In a major contribution to our (?non-) understanding of the ‘compliance-effect,’ the research team showed that the increased risk of death among poor placebo compliers could not be accounted for by taking account of 40 baseline characteristics associated with 5-year mortality, the characteristics that one might insert these days into a ‘propensity score’ in an attempt to create comparable groups using statistical adjustments (Furberg 2009). After this ‘propensity score correction,’ the Relative Risk Reduction of 46% only fell to 36%, the z-score from -8.12 to -5.78 and the P-value from 0.00000000000000047 to a still-overwhelming 0.00000000073.
The investigators concluded:
“These findings and various other analyses of mortality in the clofibrate and placebo groups of the project show the serious difficulty, if not impossibility, of evaluating treatment efficacy in subgroups determined by patient responses (e.g., adherence [to treatment], or cholesterol change) to the treatment protocol after randomization.”
Compliant patients do have better prognoses, regardless of their prescribed treatment (as long as it isn’t inherently toxic). Thus, (inappropriately called) ‘per-protocol’ analyses confined to compliant patients are inherently invalid. That’s why our RCTs have employed the ‘fair comparison’ strategies of unobtrusive compliance measures, intention-to-treat analyses , and keeping track of everybody who enters them. Michael Walsh and colleagues (2014) have documented that over 50% of ‘positive’ RCTs in leading journals have losses to follow-up that exceed the fragility of their positive result.

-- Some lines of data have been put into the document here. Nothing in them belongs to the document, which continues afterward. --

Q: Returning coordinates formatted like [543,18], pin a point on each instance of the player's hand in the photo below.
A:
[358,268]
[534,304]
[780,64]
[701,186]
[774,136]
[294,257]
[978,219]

I recently toted up the losses-to-follow-up among the >12,000 participants in the trials in which I have been a principal investigator and was cheered to find that it was only 0.4 per cent.
Worry #3. I became worried that patients who liked their treatment might report spuriously better outcomes.

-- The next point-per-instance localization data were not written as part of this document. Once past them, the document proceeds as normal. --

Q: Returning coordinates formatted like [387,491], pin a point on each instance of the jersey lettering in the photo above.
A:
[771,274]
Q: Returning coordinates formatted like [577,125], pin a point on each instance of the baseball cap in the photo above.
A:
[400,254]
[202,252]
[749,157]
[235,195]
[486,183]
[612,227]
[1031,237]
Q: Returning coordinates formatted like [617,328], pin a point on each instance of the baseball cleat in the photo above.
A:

As clinical clerks on the internal medicine service we were encouraged to read every week’s issues of the Journal of the American Medical Association (JAMA) and the New England Journal of Medicine (NEJM). For example, in May of 1959 we learned from JAMA about the first few successful cardiopulmonary resuscitations, and how the active ingredient in the Sabin polio vaccine rapidly spreads throughout an institutional population. The NEJM told us how to select patients for ‘definitive’ surgery for their duodenal ulcers, and how we could obtain rapid polio immunization by injecting 10 mL of the Salk vaccine.

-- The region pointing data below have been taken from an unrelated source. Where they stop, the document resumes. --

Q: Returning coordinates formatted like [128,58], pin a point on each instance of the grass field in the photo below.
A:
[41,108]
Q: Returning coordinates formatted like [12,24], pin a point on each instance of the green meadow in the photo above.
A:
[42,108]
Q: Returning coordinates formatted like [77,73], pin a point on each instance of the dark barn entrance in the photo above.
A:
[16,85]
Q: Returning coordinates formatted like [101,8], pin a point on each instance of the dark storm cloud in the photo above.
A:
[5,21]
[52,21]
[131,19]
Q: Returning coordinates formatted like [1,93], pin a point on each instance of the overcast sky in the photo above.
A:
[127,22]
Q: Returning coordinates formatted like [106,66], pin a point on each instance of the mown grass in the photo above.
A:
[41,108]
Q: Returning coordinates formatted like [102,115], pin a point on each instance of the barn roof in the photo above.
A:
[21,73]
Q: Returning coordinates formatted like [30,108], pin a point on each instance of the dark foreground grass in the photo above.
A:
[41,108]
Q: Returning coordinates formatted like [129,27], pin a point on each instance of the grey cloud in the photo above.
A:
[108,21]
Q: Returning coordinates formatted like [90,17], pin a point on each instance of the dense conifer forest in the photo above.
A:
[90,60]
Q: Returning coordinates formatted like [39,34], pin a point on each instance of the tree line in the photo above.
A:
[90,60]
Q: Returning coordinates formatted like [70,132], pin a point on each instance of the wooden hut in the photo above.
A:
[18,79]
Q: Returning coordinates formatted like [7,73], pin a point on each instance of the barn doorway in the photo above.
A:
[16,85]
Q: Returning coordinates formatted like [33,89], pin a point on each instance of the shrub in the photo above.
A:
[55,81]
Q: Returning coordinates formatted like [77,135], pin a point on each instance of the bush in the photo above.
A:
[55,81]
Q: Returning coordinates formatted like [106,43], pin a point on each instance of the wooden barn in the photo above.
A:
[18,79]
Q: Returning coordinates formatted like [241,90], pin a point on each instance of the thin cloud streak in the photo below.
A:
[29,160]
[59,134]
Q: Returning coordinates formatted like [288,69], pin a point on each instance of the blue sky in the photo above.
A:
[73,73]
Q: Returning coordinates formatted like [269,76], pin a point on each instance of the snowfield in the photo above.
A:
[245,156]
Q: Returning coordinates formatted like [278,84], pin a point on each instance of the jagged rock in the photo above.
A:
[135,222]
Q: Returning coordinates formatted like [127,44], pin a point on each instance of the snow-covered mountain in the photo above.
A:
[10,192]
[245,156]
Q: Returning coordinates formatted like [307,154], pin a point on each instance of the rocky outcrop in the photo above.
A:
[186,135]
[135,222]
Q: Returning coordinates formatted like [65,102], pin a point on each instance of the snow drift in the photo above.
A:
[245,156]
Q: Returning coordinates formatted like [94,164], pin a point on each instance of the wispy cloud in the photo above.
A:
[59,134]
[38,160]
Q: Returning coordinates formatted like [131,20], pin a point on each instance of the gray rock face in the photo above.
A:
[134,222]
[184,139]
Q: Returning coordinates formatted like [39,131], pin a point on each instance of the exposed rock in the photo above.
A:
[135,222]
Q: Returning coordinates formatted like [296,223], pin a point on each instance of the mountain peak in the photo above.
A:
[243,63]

But the paper in the NEJM that made the greatest, lasting impression on me was a report from a surgeon. Leonard Cobb, and his colleagues had randomized and blinded patients who were so seriously limited by angina that the majority were unemployed (Cobb et al. 1959). Randomized to what? In the decade before their trial, thousands of angina patients had undergone the ‘miracle operation’ of internal mammary artery ligation (based on the theory that blood previously coursing down these arteries would be partially redistributed to the coronary circulation). As reported in Readers’ Digest in July 1957 (Ratcliff 1957): “complete or partial relief from the pain that accompanies the major types of heart disease has been obtained in nearly 80% of the several hundred operations performed to date.” This simple operation (done under local anesthesia in just a few minutes) became so popular that one wag suggested that: “It is, perhaps, surprising that between 1955 and 1960 there were still patients with angina whose mammary arteries were not ligated.” Indeed, all three of the patients I had examined who had surgical scars over their ribs claimed their operations had improved or relieved their angina. Thus, although in Cobb’s randomized trial “subjects were informed of the fact that this procedure had not been proved to be of value, … many were aware of the enthusiastic report published in the Readers’ Digest.”
In Cobb’s trial, a screen prevented patients from seeing what was happening as their internal mammary arteries were surgically exposed. After a ligature had been placed loosely around these arteries, the surgeon was handed a “randomly selected envelope” which contained a card instructing him either to tie off the arteries, or to remove the loose ligature and leave the arteries alone. Thus, the patients had neither the choice nor the knowledge of whether their arteries were ligated.
During their 3-15 month follow-up by physicians who were kept unaware of the group to which each trial participant had been assigned (ligation or not), some spectacular results were documented: for example, Case #4, who had previously been unable to work because of his angina, reported almost instant relief and was able to return to work (in fact, his arteries had not been ligated).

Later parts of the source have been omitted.